Getting Real About AI

As part of ACFCS FinCrime Virtual Week, I served on a panel with Max Lerner of State Street and David Creamer of Scotia Bank, moderated by Jim Richards of RegTech Consulting, where we shared our thoughts and experiences on deploying AI-based solutions for real: in production, mission-critical processes and in the place of human analysts. I was pleased to confirm that RDC remains at the forefront of using AI solutions, but that we’re not alone. My fellow panelists discussed how both State Street and Scotia Bank have deployed solutions similar to AI Review, in that they use an “audit trail” of knowledge worker decisions to train and test predictive models to automate a good deal of that decision-making. We chatted about what worked and what didn’t when using predictive analytics for compliance processes at financial institutions. Here are a few important takeaways:

Start with a clear problem statement and value proposition

This is the most important thing to keep in mind. The most straightforward (and frequently the most valuable) type of AI-based solution is using a predictive model to increase the efficiency and effectiveness of repetitive human decision-making. For example, “Automate level-1 screening analyst activity” or “Automate the creation of Suspicious Activity Reports from transaction monitoring.” We all agreed that practicality was paramount, and that it’s easy to be lured into experimenting with the data, or seeing what the data can tell us by performing open-ended analysis. You will gain valuable insights into your data by going through one or two simple solutions; those insights will suggest the next steps. Start small and build up to more complex solution approaches. Keep in mind that unless you want to fund a research organization, like Google or Stanford, your data scientists aren’t going to be inventing new approaches to machine learning; they’ll be using techniques developed by researchers to solve real problems.

A corollary to above, make sure that the subject-matter experts and the data scientists understand one another. It’s likely there will have to be some education on both sides: the SMEs need to understand some basics about predictive analytics, and the data scientists need to have a working knowledge of the business. Without mutual understanding, the solution produced will almost certainly not meet the business requirements nor expectations. This is not a new phenomenon, it was an already-solved problem in software engineering before machine learning became popular. Product companies address this through product management, and other types of businesses through solution analysts. In either case, I like to say that these folks act like a marriage counselor: “When he says this, he means that.”

Even small firms can play in this space. Keeping in mind the advice above, you don’t need a large team of data scientists, nor do you need anyone who’s very senior. What you do need is someone who keeps up with the advances in machine learning – particularly in Python. I’ve never seen a space change so rapidly, the number of new libraries and useful open-source solutions coming online each month is almost overwhelming. A junior data scientist who is energetic, curious and capable of understanding the business constraints will be capable of producing a relatively simple, but valuable, solution like those described above. If data scientists aren’t part of your hiring plan, SaaS solutions that provide basic predictive capabilities over your data are beginning to spring up as well.

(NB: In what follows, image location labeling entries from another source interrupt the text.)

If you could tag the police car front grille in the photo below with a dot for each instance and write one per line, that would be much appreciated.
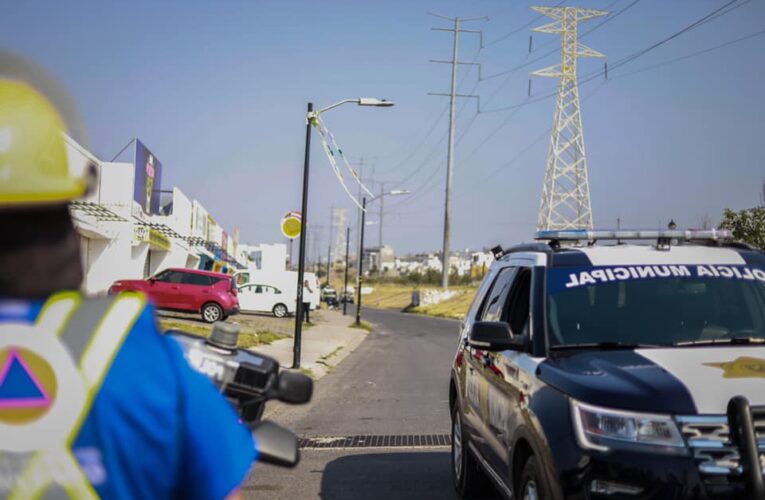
(378, 441)
(709, 440)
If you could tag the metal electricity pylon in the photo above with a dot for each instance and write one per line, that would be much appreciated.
(566, 193)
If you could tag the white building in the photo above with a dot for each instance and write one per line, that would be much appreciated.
(121, 241)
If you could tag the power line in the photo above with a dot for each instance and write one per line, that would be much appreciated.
(689, 56)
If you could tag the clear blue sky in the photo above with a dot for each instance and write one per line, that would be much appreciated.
(217, 90)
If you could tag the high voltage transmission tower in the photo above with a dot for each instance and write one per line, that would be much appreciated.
(566, 192)
(453, 95)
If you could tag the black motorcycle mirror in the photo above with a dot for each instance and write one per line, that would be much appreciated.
(274, 444)
(293, 388)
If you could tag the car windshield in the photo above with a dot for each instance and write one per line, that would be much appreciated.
(655, 305)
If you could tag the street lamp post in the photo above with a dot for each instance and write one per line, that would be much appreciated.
(395, 192)
(344, 296)
(310, 116)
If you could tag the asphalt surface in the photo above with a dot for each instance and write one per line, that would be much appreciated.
(395, 383)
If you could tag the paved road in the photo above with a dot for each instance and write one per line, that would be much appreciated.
(395, 383)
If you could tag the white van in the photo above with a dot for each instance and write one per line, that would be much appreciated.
(265, 298)
(284, 281)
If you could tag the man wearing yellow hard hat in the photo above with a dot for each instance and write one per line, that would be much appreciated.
(94, 402)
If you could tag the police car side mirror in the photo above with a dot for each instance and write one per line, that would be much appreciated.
(275, 444)
(294, 388)
(495, 336)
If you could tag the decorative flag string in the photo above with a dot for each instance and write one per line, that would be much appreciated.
(333, 150)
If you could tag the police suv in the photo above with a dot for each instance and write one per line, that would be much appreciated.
(591, 368)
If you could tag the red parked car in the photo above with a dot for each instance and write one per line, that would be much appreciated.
(213, 295)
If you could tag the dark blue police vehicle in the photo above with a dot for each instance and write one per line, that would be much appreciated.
(591, 368)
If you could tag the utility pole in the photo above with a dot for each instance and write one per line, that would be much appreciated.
(344, 295)
(360, 211)
(565, 200)
(329, 243)
(452, 111)
(382, 198)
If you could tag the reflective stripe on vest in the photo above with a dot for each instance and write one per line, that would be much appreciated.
(78, 340)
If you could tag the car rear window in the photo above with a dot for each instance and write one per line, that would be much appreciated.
(198, 279)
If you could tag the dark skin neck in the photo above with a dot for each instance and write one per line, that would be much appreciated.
(39, 252)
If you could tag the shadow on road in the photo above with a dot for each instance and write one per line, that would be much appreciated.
(386, 476)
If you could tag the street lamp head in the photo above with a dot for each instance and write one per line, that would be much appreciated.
(373, 101)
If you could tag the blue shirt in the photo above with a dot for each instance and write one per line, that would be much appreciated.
(157, 428)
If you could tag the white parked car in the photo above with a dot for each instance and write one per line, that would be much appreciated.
(265, 298)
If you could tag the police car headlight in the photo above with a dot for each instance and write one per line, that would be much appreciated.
(604, 429)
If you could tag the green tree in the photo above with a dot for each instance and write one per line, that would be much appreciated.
(746, 225)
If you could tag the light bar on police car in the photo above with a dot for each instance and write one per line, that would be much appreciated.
(623, 234)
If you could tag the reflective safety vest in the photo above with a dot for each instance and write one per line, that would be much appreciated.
(50, 374)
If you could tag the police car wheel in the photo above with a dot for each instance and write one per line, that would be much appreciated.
(280, 310)
(469, 481)
(532, 484)
(212, 312)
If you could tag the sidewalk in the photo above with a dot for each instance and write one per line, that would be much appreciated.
(323, 346)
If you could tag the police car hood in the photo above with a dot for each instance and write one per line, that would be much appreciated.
(685, 381)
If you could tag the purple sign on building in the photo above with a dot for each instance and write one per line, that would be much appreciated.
(148, 179)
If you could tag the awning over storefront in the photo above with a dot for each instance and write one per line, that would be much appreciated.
(142, 233)
(94, 221)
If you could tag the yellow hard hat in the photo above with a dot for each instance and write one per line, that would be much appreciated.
(34, 168)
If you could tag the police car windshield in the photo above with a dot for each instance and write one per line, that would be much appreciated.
(663, 305)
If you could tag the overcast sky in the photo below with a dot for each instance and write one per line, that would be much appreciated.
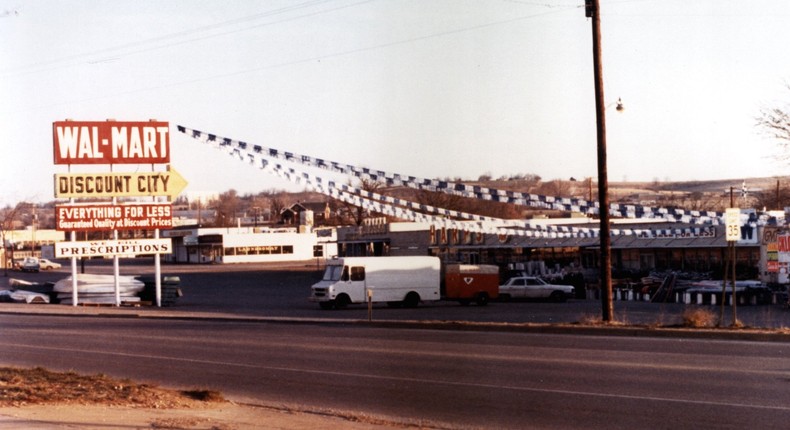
(430, 88)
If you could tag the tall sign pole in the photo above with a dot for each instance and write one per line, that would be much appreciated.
(607, 309)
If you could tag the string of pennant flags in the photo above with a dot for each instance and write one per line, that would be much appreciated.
(404, 209)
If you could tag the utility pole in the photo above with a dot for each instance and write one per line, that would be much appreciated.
(592, 10)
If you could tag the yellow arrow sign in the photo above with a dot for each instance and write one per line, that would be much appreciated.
(84, 185)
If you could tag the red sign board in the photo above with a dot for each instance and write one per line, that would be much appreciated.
(104, 217)
(111, 142)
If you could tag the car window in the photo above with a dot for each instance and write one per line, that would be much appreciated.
(357, 273)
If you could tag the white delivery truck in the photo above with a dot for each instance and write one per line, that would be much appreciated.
(394, 280)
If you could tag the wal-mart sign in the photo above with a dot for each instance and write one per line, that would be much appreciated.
(111, 142)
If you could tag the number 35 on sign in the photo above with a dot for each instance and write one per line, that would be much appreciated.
(732, 220)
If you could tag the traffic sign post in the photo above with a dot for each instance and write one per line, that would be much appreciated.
(732, 222)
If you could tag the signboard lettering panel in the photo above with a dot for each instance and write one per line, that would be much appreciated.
(111, 142)
(102, 217)
(111, 248)
(84, 185)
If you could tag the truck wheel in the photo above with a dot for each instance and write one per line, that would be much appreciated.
(412, 300)
(558, 296)
(342, 301)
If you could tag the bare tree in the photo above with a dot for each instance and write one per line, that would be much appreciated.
(775, 121)
(8, 217)
(227, 208)
(357, 214)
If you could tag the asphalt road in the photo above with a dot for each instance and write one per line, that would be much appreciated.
(456, 378)
(278, 291)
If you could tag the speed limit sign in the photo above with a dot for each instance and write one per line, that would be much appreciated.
(732, 220)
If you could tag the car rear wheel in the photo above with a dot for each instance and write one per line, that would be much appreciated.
(412, 300)
(342, 301)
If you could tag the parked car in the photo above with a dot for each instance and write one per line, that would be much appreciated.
(48, 264)
(531, 287)
(30, 264)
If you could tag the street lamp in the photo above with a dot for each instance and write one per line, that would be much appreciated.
(592, 10)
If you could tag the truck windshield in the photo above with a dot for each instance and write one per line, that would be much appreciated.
(333, 273)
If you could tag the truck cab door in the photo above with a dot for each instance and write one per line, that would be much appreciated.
(358, 287)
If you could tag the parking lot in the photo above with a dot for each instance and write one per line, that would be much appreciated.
(281, 290)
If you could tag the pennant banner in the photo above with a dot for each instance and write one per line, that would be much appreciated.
(405, 209)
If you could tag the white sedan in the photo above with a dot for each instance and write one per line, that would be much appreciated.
(531, 287)
(48, 264)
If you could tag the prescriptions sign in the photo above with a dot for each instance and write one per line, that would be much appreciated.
(102, 217)
(110, 248)
(111, 142)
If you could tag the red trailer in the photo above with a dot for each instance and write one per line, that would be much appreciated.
(471, 283)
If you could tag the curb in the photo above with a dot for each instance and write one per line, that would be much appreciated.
(739, 334)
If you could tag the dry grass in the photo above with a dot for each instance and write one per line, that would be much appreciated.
(19, 387)
(699, 318)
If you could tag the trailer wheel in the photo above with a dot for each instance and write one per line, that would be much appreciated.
(412, 300)
(342, 301)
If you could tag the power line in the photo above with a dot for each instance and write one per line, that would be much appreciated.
(117, 51)
(311, 59)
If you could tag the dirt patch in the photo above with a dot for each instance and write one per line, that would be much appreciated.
(20, 387)
(38, 398)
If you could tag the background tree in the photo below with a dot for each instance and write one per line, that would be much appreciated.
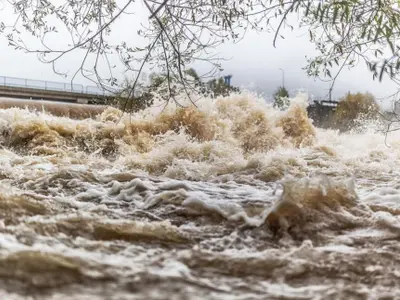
(182, 32)
(353, 109)
(281, 97)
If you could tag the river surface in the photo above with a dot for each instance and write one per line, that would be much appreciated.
(231, 200)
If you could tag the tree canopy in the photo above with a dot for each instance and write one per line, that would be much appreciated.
(179, 33)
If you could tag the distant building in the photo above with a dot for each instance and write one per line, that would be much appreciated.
(227, 80)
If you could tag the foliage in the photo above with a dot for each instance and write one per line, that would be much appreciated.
(354, 108)
(281, 97)
(218, 87)
(182, 32)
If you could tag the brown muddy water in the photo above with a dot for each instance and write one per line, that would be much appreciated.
(232, 200)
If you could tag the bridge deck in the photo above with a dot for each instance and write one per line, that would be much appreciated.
(42, 94)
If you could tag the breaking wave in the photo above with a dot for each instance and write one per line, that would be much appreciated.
(231, 199)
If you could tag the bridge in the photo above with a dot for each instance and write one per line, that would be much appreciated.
(21, 88)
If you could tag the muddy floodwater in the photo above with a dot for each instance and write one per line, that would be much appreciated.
(230, 200)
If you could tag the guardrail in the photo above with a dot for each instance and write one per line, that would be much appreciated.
(51, 86)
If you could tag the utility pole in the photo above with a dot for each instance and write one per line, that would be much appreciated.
(283, 77)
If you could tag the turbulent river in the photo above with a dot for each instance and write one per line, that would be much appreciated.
(230, 200)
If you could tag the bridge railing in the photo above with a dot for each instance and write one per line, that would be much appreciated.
(51, 86)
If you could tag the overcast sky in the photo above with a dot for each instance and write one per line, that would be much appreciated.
(254, 64)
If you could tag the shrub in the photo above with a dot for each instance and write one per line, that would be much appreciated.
(352, 109)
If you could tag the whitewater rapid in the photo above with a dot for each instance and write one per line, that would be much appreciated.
(229, 200)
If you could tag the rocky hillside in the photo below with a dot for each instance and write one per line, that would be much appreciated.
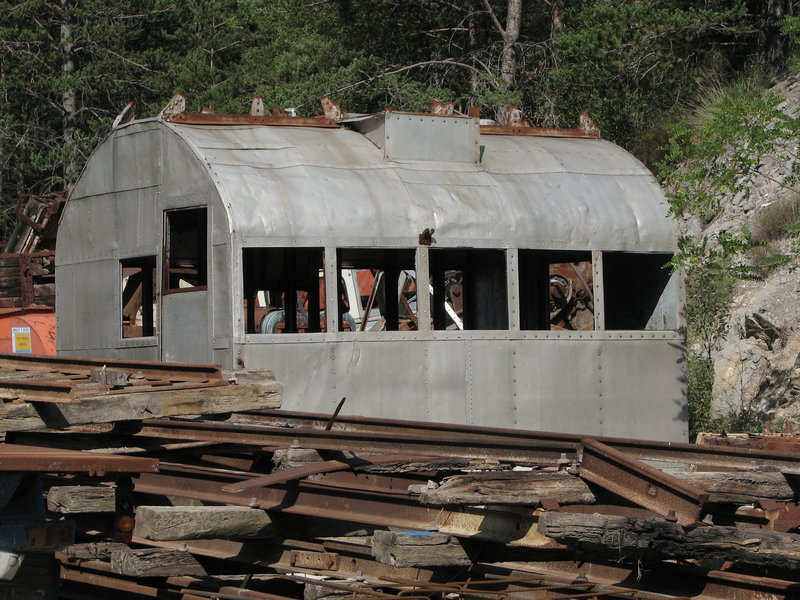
(757, 364)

However, always keep in mind regulatory scrutiny. Many pure machine learning companies have never considered how to deal with regulators. The best thing you can do – whether you’re large or small or in-between – is to engage the regulators early and often. Tell them what you’d like to accomplish, and keep them apprised of how you intend to go about it. I like to compare regulators to mothers-in-law: make an effort, she’s probably nicer than you think, and she’s not going anywhere, so make the best of it.

Treat data quality as a separate project

Too many data scientists make the mistake of cleaning up the data before they train and test their predictive models. Then they’re surprised and disappointed when the model doesn’t work well on data that’s incomplete, contradictory or otherwise imperfect. We’ve had very good results using techniques that perform well even on dirty data. Data quality improvement is a worthy goal, if the business benefits are clear, but producing better predictive models is rarely enough of a plus to warrant the effort. (A few examples of worthwhile data quality improvements: “We’re sending out 40% incorrect billing line items every month to our customers, and need to employee 200 workers to respond to customer calls and correct them” or “Our monthly North America and EMEA financial statements cannot be reconciled, except by hand.”

 AI is real, AI is the future

My fellow panelists and I agree on some key points:

  • Utilizing AI doesn’t have to be onerous nor take copious amounts of manpower or $$s, in fact it helps.
  • The efficiencies and effectiveness that businesses are clamoring for are definitely served by AI. We’ve never seen that more than the past 6 months.
  • Find the right people to lead … and curious and smart beats a senior title any day
  • Data is always important … and how you use is critical.